Valanghe: e non si dica che non si sa!

di Luciano Caveri

Confesso le mie colpe: da ragazzino, con gli sci normali di una volta, senza casco e con attrezzature per nulla tecniche capitava di andare a finire - magari con qualche amico più in gamba - in neve fresca. Non avevamo nessuna particolare competenza in merito e all'epoca non c'erano "bollettini valanghe" ed informazioni meteo precise e neppure attrezzature come l'"Arva" per darsi qualche sicurezza in più. Il pericolo di valanghe esisteva, ma avevamo molte ragioni per non prenderlo del tutto sul serio per semplici ragione: autoctoni e villeggianti - uniti dal destino di sciare in compagnia, che è una cosa bellissima - eravamo fondamentalmente degli ignoranti. Non che fossimo totalmente digiuni: il fuoripista vero e proprio, quello spaziando dappertutto, lo facevamo su neve trasformata, cioè dura, in periodo primaverile. Sapevamo - come regola ferrea - che appena faceva troppo caldo si smetteva di andare in certe zone.

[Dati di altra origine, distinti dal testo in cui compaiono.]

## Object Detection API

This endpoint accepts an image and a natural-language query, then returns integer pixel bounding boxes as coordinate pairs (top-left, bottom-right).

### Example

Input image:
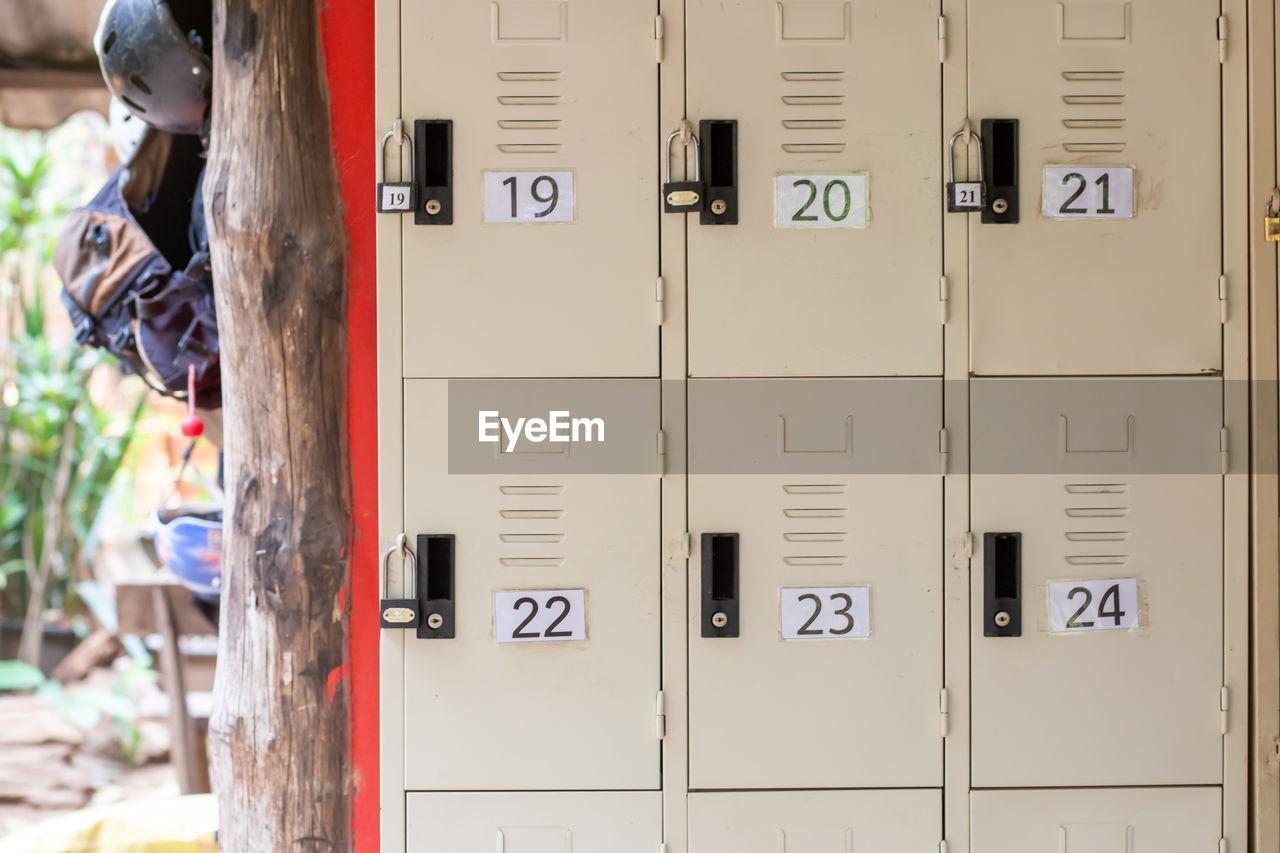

Va aggiunto che, con certe scene viste da cronista e poi per mia informazione con esperti del settore, fattisi anche loro sempre più competenti perché sono stati fatti negli studi sulle valanghe passi da gigante, mi sono nel tempo reso conto di quanto possa essere facile, persino banale, morire sotto la neve.
Ho assistito a scene strazianti, in cui alla fine a colpirti non era solo la morte - che è sempre una brutta cosa - quanto la stupidità dell'evento, perché anche la morte può essere banale e non esiste nessuna "bella morte" sotto il manto nevoso. Specie se non si muore solo per propria responsabilità di essere nel posto giusto nel momento sbagliato, ma esiste - come dimostra ormai ampia giurisprudenza - una responsabilità di chi a monte ha staccato la massa nevosa o, peggio ancora, imperizia da parte del professionista della montagna che ti ha portato dove il grado di rischio risultava eccessivo. Oggi la vasta consapevolezza della pericolosità e le notevoli informazioni dettagliate sullo stato della neve fanno sì che non esista più alcun alibi. Chi muore sotto la neve lo fa compiendo, tranne rarissimi casi, un errore di valutazione ed il paradosso è che esista ancora una specie di sicumera, che spinge qualcuno a sottovalutare l’intrinseco grado di rischio. Come se ci si affidasse più al proprio istinto («a me non potrà mai capitare»), che ad una ragionevolezza di approccio. La storia dell'alpinismo, fratello maggiore degli sport della neve, è piena di storie analoghe e lì l'aspetto eroico, quasi epico, della competente del rischio come elemento di nobiltà di uno sport estremo aveva un suo aspetto teorizzato e quasi mistico. Troppi morti lo hanno testimoniato anche in Valle d’Aosta. Per fortuna oggi non si ragiona più così ed a maggior ragione, per la sua diffusione, dovrebbe valere per lo sci fuoripista, che non ha nulla a che fare con quello sci estremo, oggi in parte interpretato da coloro che praticano il "freeride", di cui si trovano filmati adrenalinici su "YouTube", che rendono ridicole le nostre sciatine fuoripista. Ma il divertimento anche con elevata componente di rischio non può essere mai mischiato con l’eccesso di confidenza e persino l'atteggiamento da spacconi di chi pensa appunto che superare i limiti - magari con una bella ripresa con la "GoPro" - sia un valore. Non lo è mai, specie quando rischi di finire in una bara, mettendo a rischio la vita di altri, come può avvenire per una valanga che si stacca o per un soccorritore che rischia di morire per salvare la tua ghirba o per recuperare il tuo cadavere.